TopK with unique a doc_id

magicseth · March 5, 2023, 7:00am

I’ve indexed a bunch of documents. I’m storing the id of the document in metadata with doc_id.

Each document could have many vectors representing different pieces of the document.

When I search, I’d like to return 10 different doc_id results.

Is it possible to tell pinecone to ignore vectors with duplicate doc_ids so I can guarantee 10 results, instead of having to request topk of 20 or 30?

kbutler · March 6, 2023, 5:40pm

Hi magicseth,
Based on the similarity search that happens when you query, the most similar results and provided in descending order by similarity score. There isn’t a mechanism in Pinecone to only ask for 10 results based on the uniqueness of metadata values. Can you describe your use case a little more? Perhaps there is an alternative in your design.

magicseth · March 6, 2023, 5:58pm

Imagine I have 100 pages on my website.

I want to create an embedding for every paragraph, and index them all.

In my example, I have a “volcanoes” page might with 15 paragraphs all about volcanos.

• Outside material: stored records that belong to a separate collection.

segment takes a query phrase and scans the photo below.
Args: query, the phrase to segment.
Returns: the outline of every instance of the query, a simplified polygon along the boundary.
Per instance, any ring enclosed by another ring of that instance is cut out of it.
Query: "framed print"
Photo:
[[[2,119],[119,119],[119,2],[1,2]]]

Now if I search for top 10 results for “volcanoes” paragraphs that all rank above everything else, but I’d ideally like to get the other results for “lava” and “seismology” pages as well. Event though their paragraphs aren’t in the top 10.

Does that make sense?

kbutler · March 6, 2023, 6:27pm

Ok. I think I get the idea. If you are trying to improve overall search results, have you considered this? SPLADE for Sparse Vector Search Explained | Pinecone and Sparse-dense embeddings

Otherwise, I think your approach of requesting a higher top-k, then collapsing them to their unique doc_ids as the final result set makes sense. Perhaps others will have some additional approaches I haven’t thought of.